JURNAL MEDAN - Pakar Cyber Security Pratama Persadha, mengingat pejabat hingga Presiden RI untuk tidak lagi menggunakan WhatsApp yang bisa disadap oleh spyware (alat mata-mata) Pegasus.
Spyware ini kembali ramai diperbincangkan setelah laporan Amnesty Internasional bahwa sejumlah Presiden, Perdana Menteri, dan Raja yang menjadi target Pegasus.
Pegasus, malware buatan perusahaan asal Israel NSO, menjadi perhatian dunia internasional setelah membobol WhatsApp pemimpin dunia, salah satu korbannya adalah Presiden Prancis, Emmanuel Macron.
"Pegasus hanya membutuhkan nomor telepon target. Ponsel bisa jadi terhindar dari Pegasus jika nomor yang digunakan tak diketahui oleh orang lain," ujar Pratama Persadha yang juga chairman lembaga riset siber CISSReC (communication & information system security research center).
Laporan Amnesty International dan Citizen Lab baru-baru ini menyebutkan dugaan kebocoran data 50.000 target potensial Pegasus NSO, termasuk didalamnya adalah 10 Perdana Menteri, 3 Presiden dan 1 Raja menjadi target Pegasus.
Pegasus masuk ke gawai seseorang dan melakukan kegiatan surveillance atau mata-mata. Pegasus sebenarnya merupakan sebuah "trojan" yang begitu masuk ke dalam sistem target, dapat membuka "pintu" bagi penyerang untuk dapat mengambil informasi yang berada di target.

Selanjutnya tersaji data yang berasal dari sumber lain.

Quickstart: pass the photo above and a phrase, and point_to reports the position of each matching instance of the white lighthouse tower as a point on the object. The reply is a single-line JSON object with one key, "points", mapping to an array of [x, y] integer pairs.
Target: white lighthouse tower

Malware seperti Pegasus ini banyak juga di jual bebas di pasaran. Bahkan ada beberapa yang bisa didapatkan dengan gratis.
Yang membedakan adalah teknik atau metode yang digunakan agar malware tersebut untuk dapat menginfeksi korban. Kemudian teknik untuk menyembunyikan diri agar tidak dapat terdeteksi oleh anti virus maupun peralatan security dan juga teknik agar tidak dapat di-tracking.